Thomas: I was at every single entrepreneurship mentors event they had while I was at NC State…I grew in confidence so much that I could just walk up to people and start talking and carry on a conversation…That confidence served me so much when I wanted to start different businesses because people started taking me more seriously because I was taking myself more seriously.
Shraddha: Even if you are struggling with confidence, I think it’s definitely a mindset that you have to practice…If you’re able to put yourself in places that help you practice that, that makes a lot of difference.
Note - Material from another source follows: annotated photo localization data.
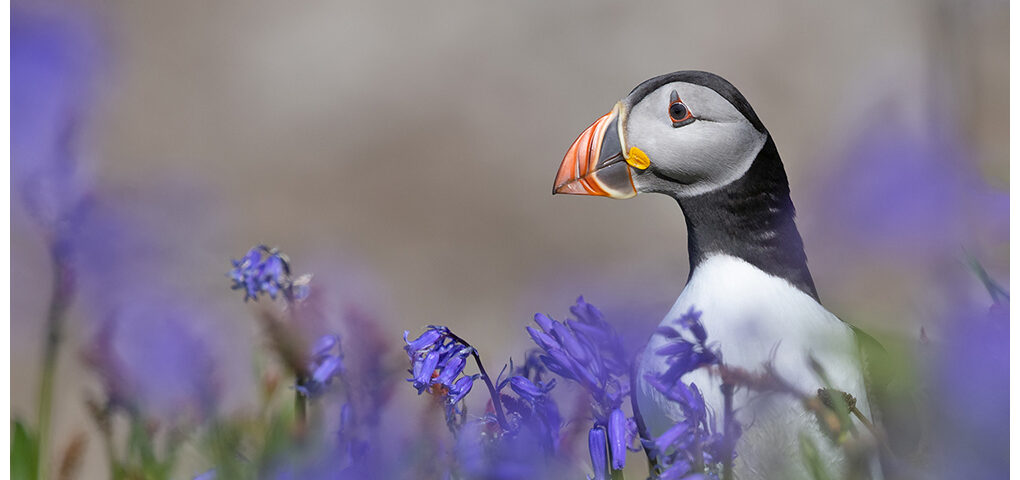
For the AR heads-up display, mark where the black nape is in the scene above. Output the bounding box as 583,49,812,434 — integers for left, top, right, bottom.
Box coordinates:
677,135,819,300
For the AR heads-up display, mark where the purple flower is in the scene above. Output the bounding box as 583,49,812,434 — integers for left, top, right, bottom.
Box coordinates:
529,296,638,473
296,333,345,397
403,326,478,416
84,297,220,421
497,371,562,454
228,246,310,302
811,117,1007,261
650,307,720,389
454,418,562,480
645,306,736,479
12,5,102,229
588,427,609,480
310,334,339,359
448,375,476,404
928,298,1008,479
528,297,629,415
608,408,629,470
508,375,554,402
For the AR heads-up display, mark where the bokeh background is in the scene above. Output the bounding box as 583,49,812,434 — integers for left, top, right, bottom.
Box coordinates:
12,0,1008,477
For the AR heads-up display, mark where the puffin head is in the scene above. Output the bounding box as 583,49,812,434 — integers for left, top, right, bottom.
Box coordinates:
553,71,769,199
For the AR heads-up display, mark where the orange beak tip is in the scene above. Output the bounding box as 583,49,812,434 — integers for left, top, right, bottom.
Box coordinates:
552,106,636,200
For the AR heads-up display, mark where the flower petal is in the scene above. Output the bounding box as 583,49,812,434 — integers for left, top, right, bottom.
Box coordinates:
608,408,627,470
588,427,608,480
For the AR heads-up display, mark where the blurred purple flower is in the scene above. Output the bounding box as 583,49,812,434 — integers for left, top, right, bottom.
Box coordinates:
12,6,103,229
338,307,396,429
85,296,220,420
229,246,311,302
813,119,1007,258
928,299,1008,479
296,334,345,397
455,417,565,480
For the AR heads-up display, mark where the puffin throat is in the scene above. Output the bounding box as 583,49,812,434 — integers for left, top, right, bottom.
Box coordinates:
675,135,819,300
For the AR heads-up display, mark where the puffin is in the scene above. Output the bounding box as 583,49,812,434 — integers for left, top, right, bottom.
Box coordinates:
552,71,876,478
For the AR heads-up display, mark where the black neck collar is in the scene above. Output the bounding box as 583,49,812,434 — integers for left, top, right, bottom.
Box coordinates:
675,135,819,300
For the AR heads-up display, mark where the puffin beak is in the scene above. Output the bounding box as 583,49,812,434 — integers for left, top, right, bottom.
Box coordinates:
553,103,637,199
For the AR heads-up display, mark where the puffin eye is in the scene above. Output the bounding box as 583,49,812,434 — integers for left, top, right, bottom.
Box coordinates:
667,90,694,127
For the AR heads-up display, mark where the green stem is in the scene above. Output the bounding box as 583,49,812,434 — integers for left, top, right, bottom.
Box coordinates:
609,467,625,480
294,383,307,434
36,243,73,480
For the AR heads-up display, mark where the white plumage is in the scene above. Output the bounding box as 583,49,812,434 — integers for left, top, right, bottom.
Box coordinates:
636,254,870,478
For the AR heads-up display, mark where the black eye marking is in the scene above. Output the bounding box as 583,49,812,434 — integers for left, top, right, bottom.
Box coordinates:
667,89,695,127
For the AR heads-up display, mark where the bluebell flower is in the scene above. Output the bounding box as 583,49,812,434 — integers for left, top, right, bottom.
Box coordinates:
588,427,609,480
528,297,629,414
608,407,629,470
447,375,476,404
508,375,554,402
494,371,562,454
528,296,639,473
403,326,479,419
645,306,736,479
228,246,310,302
296,334,344,397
Mark: As far as what we look for, if it’s somebody young, fresh out of school, the number one characteristic for us is they’re coachable…When you talk to folks in the entrepreneurial space, make sure that you’re taking notes, you’re listening, you’re not trying to argue with every point they make.
Haley: What do we look for in the Entrepreneurship Clinic when students reach us, and we’re the springboard into the world beyond college? Tenacity, people who are not afraid to ask questions and put themselves in the right spaces, people who are very open, which goes back to coachability. They’re really interested and invested…The extra step is people who do their due diligence…It certainly helps build a strong bridge when you know something about the person you’re talking to, and you have a goal in mind for that conversation.